Other treatment measures

According to the CDC, antimicrobial prophylaxis may increase a patient’s susceptibility to resistant bacterial pathogens while providing no protection against either viral or parasitic pathogens.

Edward A. Bell, PharmD, BCPS
Edward A. Bell

“As a result, strict adherence to preventive measures is encouraged, and bismuth subsalicylate (Kaopectate, Chattem; Pepto-Bismol, Procter & Gamble) should be used as an adjunct if prophylaxis is needed,” the CDC said on its website.

DuPont said bismuth subsalicylate has a 65% protection rate vs. 60% to 70% for rifaximin, “but it is a less convenient approach.” Bismuth subsalicylate’s adverse effects include blackening of tongue and stools, and mild tinnitus. Contraindications for bismuth subsalicylate include patients with aspirin allergies and those taking anticoagulants, probenecid or methotrexate. Bismuth subsalicylate should not be used for more than 3 weeks, according to the CDC.

Edward A. Bell, PharmD, BCPS, Infectious Diseases in Children’s contributing columnist for the Pharmacology Consult section, told Infectious Disease in Children that physicians should be aware that Children’s Pepto (Procter & Gamble), now on the market, is “somewhat misleading because its active ingredient is an antacid (calcium carbonate). The product has none of the antidiarrheal effects of Pepto-Bismol.”

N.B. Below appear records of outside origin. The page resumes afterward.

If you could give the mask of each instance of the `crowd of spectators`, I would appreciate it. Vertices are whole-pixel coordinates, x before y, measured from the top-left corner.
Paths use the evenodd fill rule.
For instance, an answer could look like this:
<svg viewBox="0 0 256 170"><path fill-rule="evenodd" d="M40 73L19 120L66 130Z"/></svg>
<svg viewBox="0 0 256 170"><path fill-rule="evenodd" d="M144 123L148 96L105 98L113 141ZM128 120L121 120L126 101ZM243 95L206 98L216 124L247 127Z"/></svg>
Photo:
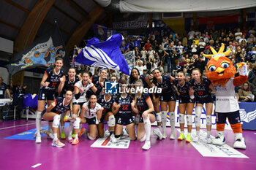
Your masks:
<svg viewBox="0 0 256 170"><path fill-rule="evenodd" d="M135 66L138 69L140 74L148 75L157 68L164 74L173 77L178 72L183 71L189 78L191 72L195 68L198 68L203 75L205 75L208 59L203 53L211 54L210 47L219 51L223 43L225 46L225 51L230 48L228 58L236 67L236 63L240 62L246 62L247 64L249 90L253 95L256 95L255 35L255 28L249 30L236 28L202 31L191 28L188 32L184 31L182 37L178 33L155 30L146 36L124 36L124 39L120 50L124 54L135 51ZM83 70L97 74L94 73L94 68L87 66L78 67L78 72ZM118 74L117 72L111 74ZM119 75L118 77L121 77ZM238 87L238 89L240 88Z"/></svg>

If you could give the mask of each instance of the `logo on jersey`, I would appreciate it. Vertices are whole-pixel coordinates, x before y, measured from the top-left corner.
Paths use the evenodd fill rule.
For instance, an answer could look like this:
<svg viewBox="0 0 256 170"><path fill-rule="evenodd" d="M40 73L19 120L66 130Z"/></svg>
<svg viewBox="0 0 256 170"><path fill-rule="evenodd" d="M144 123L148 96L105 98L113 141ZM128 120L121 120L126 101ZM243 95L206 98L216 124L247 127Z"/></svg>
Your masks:
<svg viewBox="0 0 256 170"><path fill-rule="evenodd" d="M256 110L246 113L244 109L240 109L239 112L241 121L249 123L256 118Z"/></svg>
<svg viewBox="0 0 256 170"><path fill-rule="evenodd" d="M117 82L105 82L105 94L117 94Z"/></svg>

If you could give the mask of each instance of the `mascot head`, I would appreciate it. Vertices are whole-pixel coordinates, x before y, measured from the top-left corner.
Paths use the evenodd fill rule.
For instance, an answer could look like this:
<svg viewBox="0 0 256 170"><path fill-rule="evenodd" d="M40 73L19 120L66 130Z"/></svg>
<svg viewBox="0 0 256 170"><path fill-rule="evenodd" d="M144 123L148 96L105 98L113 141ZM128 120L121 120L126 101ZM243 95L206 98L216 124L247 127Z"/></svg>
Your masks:
<svg viewBox="0 0 256 170"><path fill-rule="evenodd" d="M222 44L219 52L210 47L212 55L203 54L203 56L211 60L207 63L207 78L211 80L214 85L220 84L225 85L225 83L233 77L236 69L233 66L231 61L227 58L230 53L230 49L223 53L225 45Z"/></svg>

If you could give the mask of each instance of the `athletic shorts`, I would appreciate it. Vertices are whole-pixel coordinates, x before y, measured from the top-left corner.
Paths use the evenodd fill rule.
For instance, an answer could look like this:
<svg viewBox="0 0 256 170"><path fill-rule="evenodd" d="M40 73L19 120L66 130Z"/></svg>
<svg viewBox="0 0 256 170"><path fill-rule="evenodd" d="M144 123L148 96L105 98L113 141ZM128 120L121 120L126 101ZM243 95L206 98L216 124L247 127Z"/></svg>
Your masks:
<svg viewBox="0 0 256 170"><path fill-rule="evenodd" d="M86 123L89 125L96 125L96 117L93 117L93 118L87 118L85 117L86 119Z"/></svg>
<svg viewBox="0 0 256 170"><path fill-rule="evenodd" d="M80 107L83 107L83 104L84 104L85 102L73 102L73 105L75 105L75 104L78 104L78 105L80 105Z"/></svg>
<svg viewBox="0 0 256 170"><path fill-rule="evenodd" d="M187 97L183 97L179 96L178 97L178 104L187 104L187 103L195 103L194 99L191 99L189 96Z"/></svg>
<svg viewBox="0 0 256 170"><path fill-rule="evenodd" d="M169 102L176 101L176 95L173 93L162 93L160 96L160 101Z"/></svg>
<svg viewBox="0 0 256 170"><path fill-rule="evenodd" d="M233 112L216 112L216 122L218 124L226 123L226 119L231 125L241 123L239 110Z"/></svg>
<svg viewBox="0 0 256 170"><path fill-rule="evenodd" d="M139 123L144 123L143 121L143 117L142 116L142 114L140 114L140 120L139 120ZM154 111L153 111L152 112L149 113L149 114L151 114L151 115L154 115L154 117L156 117L156 120L157 120L157 114Z"/></svg>
<svg viewBox="0 0 256 170"><path fill-rule="evenodd" d="M55 98L55 90L40 89L38 92L39 101L53 101Z"/></svg>
<svg viewBox="0 0 256 170"><path fill-rule="evenodd" d="M211 95L208 95L208 96L204 98L199 98L195 96L195 100L196 104L208 104L208 103L214 103L214 98Z"/></svg>
<svg viewBox="0 0 256 170"><path fill-rule="evenodd" d="M127 114L116 114L116 124L118 125L129 125L134 123L132 115Z"/></svg>

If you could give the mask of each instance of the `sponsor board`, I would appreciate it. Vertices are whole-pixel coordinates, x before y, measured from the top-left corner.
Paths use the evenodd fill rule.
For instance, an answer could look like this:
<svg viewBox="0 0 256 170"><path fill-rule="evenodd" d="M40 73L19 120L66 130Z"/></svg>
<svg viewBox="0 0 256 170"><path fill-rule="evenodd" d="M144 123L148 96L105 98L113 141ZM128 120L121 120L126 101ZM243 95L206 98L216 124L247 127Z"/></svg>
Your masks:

Bell said pediatricians “must underscore the fact that replacing bodily fluids is one of the main goals of treating diarrhea.” He recommends that pediatricians advise their patients’ parents to pack oral rehydration solutions such as Pedialyte (Abbott Laboratories) because it contains electrolytes commonly lost during bouts of dysentery.

“Patients and their families might want only to focus on stopping the diarrhea rather than on staying hydrated, but if the bodily fluids are not replaced, patients could end up significantly sicker than when the diarrhea first occurred,” Bell said.

Currently, there is no vaccine for travelers’ diarrhea, although several studies are under way to determine their value, DuPont told Infectious Diseases in Children. These studies are based on observations of immunity to travelers’ diarrhea in people who remain in areas of high risk for travelers’ diarrhea. The vaccines are primarily directed at enterotoxigenic E. coli, particularly heat-labile enterotoxin-producing enterotoxigenic E. coli.

For more information:

  • CDC. Travelers’ Diarrhea: General Information. Available at: www.cdc.gov/nczved/divisions/dfbmd/diseases/travelers_diarrhea/. Accessed Feb. 24, 2011.
  • CDC. Travelers’ Health - Yellow Book: Chapter 2. Available at: wwwnc.cdc.gov/travel/yellowbook/2010/chapter-2/travelers-diarrhea.aspx. Accessed Febrary 24, 2011.
  • DuPont HL. Aliment Pharmacol Ther. 2009;30:187-196.
  • DuPont HL. Clin Gastroenterol Hepatol. 2010;8:490-493.
  • Hagmann S. Pediatrics. 2010;125:e1072-e1080.
  • Maloney SA. Semin Pediatr Infect Dis. 2004;15:137-149.

Disclosures: Dr. DuPont has consulted with, received honoraria for speaking and has received research grants administered through his university from Salix Pharmaceutical Company; has received research grants administered through his university from IOMAI Corporation (now Intercell Corporation); has received research grants administered through his university from Santarus Corporation; and has received research grants administered through his university from Osel Corporation.

Bell reports no relevant financial disclosures.